Las dos ciudades, en efecto, se encuentran mezcladas y confundidas en esta vida terrestre, hasta que las separe el juicio final.
Desde el primer momento (libros 1 al 10), Agustín trató la religión de la Antigüedad como supersticiosa. Los libros 11 a 22 se consagran al origen y la oposición entre ambas ciudades.
San Agustín será el primer pensador dedicado a investigar sistemáticamente el sentido de la historia universal. La historia, y por tanto el tiempo, vienen a ser como una línea que progresa desde la Creación a la llegada del Reino de Dios.
En esa obra San Agustín intenta explicar la historia como el resultado de la lucha de dos ciudades, la del Bien (Ciudad de Dios) y la del Mal (Ciudad terrenal).
San Agustín comienza con un análisis de la naturaleza humana: el ser humano está compuesto de cuerpo y alma; en consecuencia, hay en el hombre unas tendencias e intereses terrenales y materiales, unidos al cuerpo; y unos intereses espirituales y sobrenaturales, propios del alma. La historia de la humanidad, sus sucesivas civilizaciones y Estados, siempre ha estado dominada por este conflicto de intereses que San Agustín expresa con la metáfora de las dos ciudades.
Al igual que en los dos modos de amor, la pertenencia a cada una de las dos ciudades se define según la forma de actuar y de situarse en la vida de cualquiera de nosotros.
La Ciudad Terrena, es oscura y mala, está basada en el predominio de los intereses mundanos.

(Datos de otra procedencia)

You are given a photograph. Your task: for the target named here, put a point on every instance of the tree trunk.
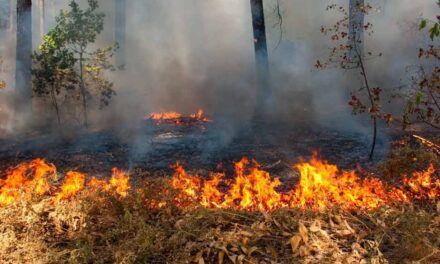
(356, 28)
(42, 13)
(4, 19)
(11, 16)
(261, 55)
(83, 89)
(23, 75)
(120, 30)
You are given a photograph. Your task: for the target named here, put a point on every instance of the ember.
(321, 186)
(178, 119)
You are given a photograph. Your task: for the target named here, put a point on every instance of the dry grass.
(103, 228)
(99, 228)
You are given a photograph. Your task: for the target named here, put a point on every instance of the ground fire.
(178, 119)
(320, 186)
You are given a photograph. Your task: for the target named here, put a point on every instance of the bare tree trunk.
(261, 55)
(5, 16)
(120, 30)
(11, 16)
(356, 28)
(42, 13)
(83, 89)
(23, 76)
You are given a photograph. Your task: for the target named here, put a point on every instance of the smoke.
(185, 55)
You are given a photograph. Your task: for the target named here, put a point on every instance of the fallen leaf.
(303, 232)
(304, 251)
(221, 257)
(294, 242)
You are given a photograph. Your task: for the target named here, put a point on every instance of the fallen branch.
(428, 143)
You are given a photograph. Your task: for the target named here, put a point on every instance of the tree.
(349, 55)
(53, 68)
(23, 74)
(260, 46)
(423, 104)
(81, 28)
(42, 13)
(64, 63)
(120, 30)
(356, 27)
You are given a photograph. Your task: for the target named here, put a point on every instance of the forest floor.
(101, 227)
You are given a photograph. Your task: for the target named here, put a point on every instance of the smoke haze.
(185, 55)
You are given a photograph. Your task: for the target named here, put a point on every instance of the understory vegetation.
(100, 227)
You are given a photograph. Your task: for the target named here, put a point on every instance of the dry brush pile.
(86, 220)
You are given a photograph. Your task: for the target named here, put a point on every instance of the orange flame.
(73, 183)
(321, 185)
(179, 119)
(17, 179)
(165, 116)
(119, 183)
(422, 185)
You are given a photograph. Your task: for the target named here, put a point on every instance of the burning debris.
(175, 118)
(321, 186)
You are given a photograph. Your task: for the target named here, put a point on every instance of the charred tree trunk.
(120, 30)
(23, 76)
(261, 55)
(5, 12)
(42, 13)
(356, 28)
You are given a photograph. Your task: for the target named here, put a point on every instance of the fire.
(252, 190)
(179, 119)
(422, 185)
(165, 116)
(17, 179)
(32, 178)
(120, 182)
(320, 186)
(73, 184)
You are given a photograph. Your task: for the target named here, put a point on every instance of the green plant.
(65, 62)
(53, 68)
(423, 98)
(348, 54)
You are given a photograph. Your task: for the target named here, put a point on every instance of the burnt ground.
(154, 148)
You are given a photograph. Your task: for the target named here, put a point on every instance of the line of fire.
(221, 131)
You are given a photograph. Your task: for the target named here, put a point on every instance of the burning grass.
(179, 119)
(330, 216)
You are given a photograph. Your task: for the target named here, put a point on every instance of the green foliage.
(64, 64)
(423, 104)
(434, 31)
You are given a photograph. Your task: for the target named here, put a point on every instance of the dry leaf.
(303, 232)
(294, 242)
(315, 227)
(221, 257)
(304, 251)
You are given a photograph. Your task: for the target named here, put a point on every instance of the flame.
(17, 179)
(165, 116)
(73, 183)
(422, 184)
(253, 190)
(179, 119)
(189, 185)
(320, 186)
(119, 183)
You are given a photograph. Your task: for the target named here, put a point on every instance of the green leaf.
(419, 97)
(423, 24)
(435, 31)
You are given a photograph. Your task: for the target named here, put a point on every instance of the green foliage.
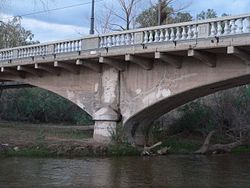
(29, 152)
(181, 145)
(122, 150)
(40, 106)
(120, 146)
(195, 117)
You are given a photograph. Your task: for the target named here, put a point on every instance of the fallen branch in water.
(216, 148)
(147, 150)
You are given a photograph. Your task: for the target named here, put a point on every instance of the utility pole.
(159, 12)
(92, 20)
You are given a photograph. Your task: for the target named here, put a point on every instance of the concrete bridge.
(136, 76)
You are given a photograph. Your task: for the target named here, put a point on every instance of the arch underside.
(138, 125)
(34, 83)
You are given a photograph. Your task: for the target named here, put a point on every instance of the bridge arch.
(228, 74)
(77, 88)
(55, 97)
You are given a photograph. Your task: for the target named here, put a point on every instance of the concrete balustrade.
(217, 27)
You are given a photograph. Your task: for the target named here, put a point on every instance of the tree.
(210, 13)
(120, 16)
(12, 34)
(169, 14)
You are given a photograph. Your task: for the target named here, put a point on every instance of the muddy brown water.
(165, 171)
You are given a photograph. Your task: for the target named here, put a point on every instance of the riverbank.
(43, 140)
(36, 140)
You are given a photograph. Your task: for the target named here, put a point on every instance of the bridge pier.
(106, 120)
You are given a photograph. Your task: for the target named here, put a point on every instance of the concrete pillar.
(105, 124)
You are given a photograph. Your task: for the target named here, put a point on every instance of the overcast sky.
(74, 22)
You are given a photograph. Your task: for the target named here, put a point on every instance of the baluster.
(62, 47)
(113, 38)
(109, 41)
(117, 40)
(151, 37)
(161, 36)
(219, 28)
(157, 36)
(145, 38)
(122, 40)
(184, 33)
(240, 27)
(226, 28)
(127, 39)
(166, 35)
(75, 46)
(196, 32)
(72, 46)
(104, 42)
(172, 35)
(132, 38)
(65, 46)
(213, 30)
(178, 33)
(69, 47)
(233, 27)
(101, 42)
(79, 45)
(248, 24)
(59, 48)
(190, 32)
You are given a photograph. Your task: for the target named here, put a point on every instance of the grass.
(119, 150)
(241, 149)
(28, 152)
(181, 145)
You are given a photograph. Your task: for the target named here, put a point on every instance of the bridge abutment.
(106, 120)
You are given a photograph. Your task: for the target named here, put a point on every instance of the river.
(165, 171)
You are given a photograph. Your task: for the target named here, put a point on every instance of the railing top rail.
(39, 44)
(197, 22)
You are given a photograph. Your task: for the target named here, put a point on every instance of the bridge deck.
(169, 43)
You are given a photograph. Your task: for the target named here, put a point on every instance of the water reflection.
(170, 171)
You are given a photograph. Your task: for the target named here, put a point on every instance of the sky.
(73, 22)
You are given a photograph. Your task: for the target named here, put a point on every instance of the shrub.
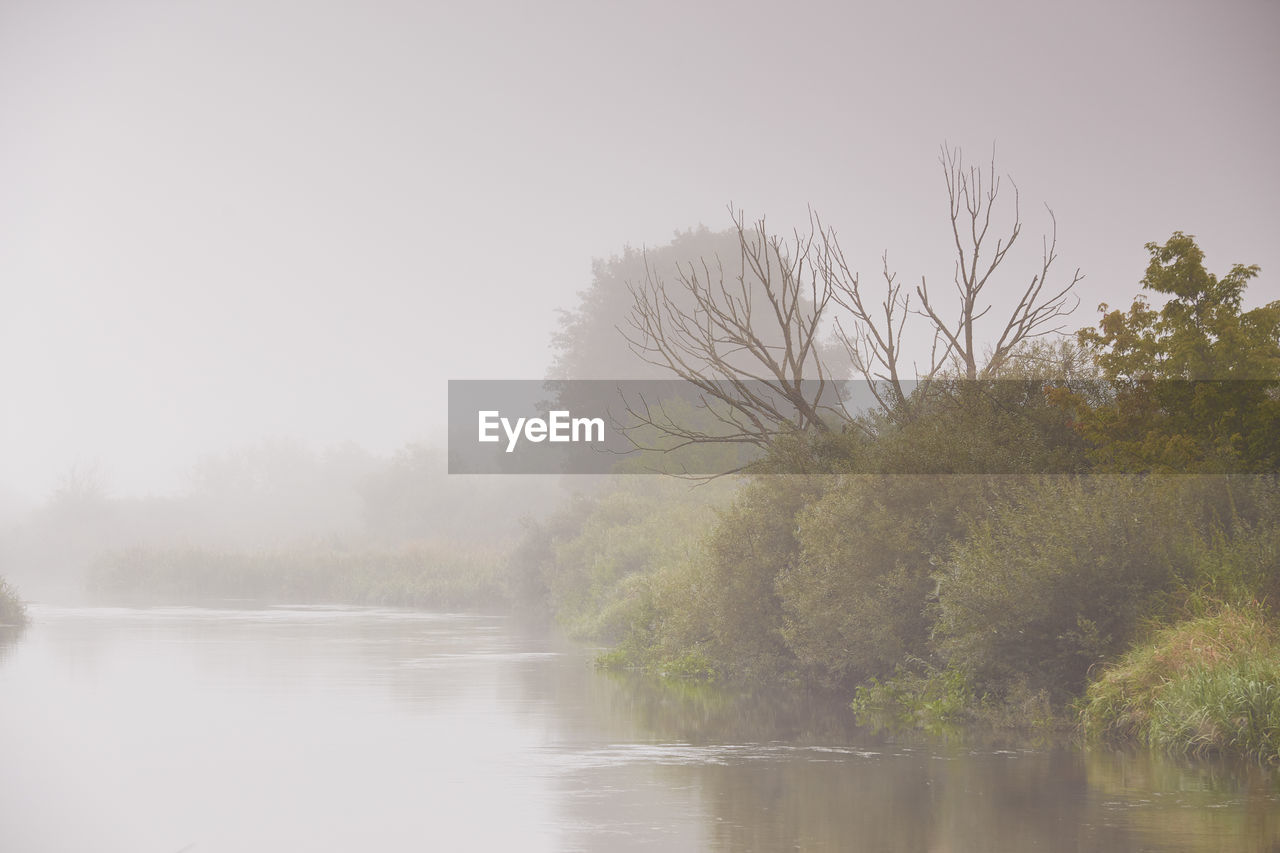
(13, 611)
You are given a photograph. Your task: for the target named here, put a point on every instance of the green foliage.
(1208, 684)
(855, 598)
(443, 575)
(1059, 574)
(13, 611)
(753, 543)
(1194, 382)
(933, 699)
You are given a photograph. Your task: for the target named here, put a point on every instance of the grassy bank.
(421, 575)
(1205, 685)
(13, 611)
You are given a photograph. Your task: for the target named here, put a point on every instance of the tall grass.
(423, 575)
(1205, 685)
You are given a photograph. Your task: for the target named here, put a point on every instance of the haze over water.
(338, 729)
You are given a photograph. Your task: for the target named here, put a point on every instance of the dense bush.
(1208, 684)
(440, 575)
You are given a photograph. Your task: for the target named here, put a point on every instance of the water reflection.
(330, 729)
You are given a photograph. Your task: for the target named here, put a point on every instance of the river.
(311, 729)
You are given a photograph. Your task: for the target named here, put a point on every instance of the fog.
(224, 223)
(247, 246)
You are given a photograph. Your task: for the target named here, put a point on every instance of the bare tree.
(748, 342)
(753, 342)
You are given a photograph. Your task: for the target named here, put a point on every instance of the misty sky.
(228, 220)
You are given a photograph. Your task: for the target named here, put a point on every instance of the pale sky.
(228, 220)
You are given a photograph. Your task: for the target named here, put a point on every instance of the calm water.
(319, 729)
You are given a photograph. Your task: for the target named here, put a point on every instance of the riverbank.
(426, 575)
(13, 611)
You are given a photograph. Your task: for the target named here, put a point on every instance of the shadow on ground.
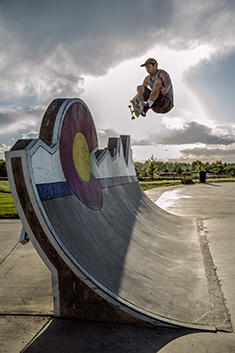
(62, 336)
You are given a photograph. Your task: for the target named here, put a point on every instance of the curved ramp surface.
(114, 255)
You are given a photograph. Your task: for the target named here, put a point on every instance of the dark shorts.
(163, 104)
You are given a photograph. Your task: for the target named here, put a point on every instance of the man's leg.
(156, 90)
(143, 92)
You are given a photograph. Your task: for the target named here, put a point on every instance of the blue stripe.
(53, 190)
(49, 191)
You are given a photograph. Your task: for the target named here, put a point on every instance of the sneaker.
(145, 109)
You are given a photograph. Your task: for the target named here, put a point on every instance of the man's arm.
(166, 82)
(145, 83)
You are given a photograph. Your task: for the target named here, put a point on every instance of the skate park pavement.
(27, 323)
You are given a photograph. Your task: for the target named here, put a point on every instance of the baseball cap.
(149, 61)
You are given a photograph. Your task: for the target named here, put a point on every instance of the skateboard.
(136, 107)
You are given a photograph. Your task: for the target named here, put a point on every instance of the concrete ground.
(26, 308)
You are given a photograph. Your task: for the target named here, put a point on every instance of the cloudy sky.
(93, 50)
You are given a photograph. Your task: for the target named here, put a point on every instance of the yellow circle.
(81, 157)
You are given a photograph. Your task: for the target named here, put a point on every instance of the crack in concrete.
(218, 303)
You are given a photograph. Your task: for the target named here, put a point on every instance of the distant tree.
(3, 169)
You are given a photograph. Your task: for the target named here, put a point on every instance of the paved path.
(213, 204)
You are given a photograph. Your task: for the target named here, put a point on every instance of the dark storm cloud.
(226, 154)
(213, 81)
(47, 46)
(195, 133)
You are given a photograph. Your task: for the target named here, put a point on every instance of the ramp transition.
(113, 254)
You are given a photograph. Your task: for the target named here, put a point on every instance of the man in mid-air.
(159, 97)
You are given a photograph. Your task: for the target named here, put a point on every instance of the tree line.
(152, 167)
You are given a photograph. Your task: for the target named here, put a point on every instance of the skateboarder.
(159, 97)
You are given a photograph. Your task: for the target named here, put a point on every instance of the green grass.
(4, 186)
(146, 185)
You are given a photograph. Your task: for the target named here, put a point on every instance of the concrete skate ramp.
(114, 255)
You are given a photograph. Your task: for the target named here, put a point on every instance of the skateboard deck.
(136, 107)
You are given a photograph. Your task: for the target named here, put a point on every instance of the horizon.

La Ciudad de Dios, es buena y clara y está basada en el predominio de los intereses espirituales, y formada por aquellos que aman a Dios por encima de sí mismos.
Precisamente es la realización progresiva de la ciudad de Dios lo que da sentido a la historia: En el presente, estas dos ciudades metafóricas se encuentran entremezcladas. La gracia de Dios y la caridad ayudarán a renovar el orden que quedó desordenado por el pecado humano.
Esta distinción no se corresponde exactamente con la división entre la Iglesia cristiana y el estado: ninguna institución representa en la tierra la ciudad de Dios ni la ha representado nunca en la historia. No obstante, solo en un Estado cristiano puede haber verdadera justicia. La Iglesia, que encarna los principios cristianos, debe transmitirlos al Estado y, por tanto, es superior a él.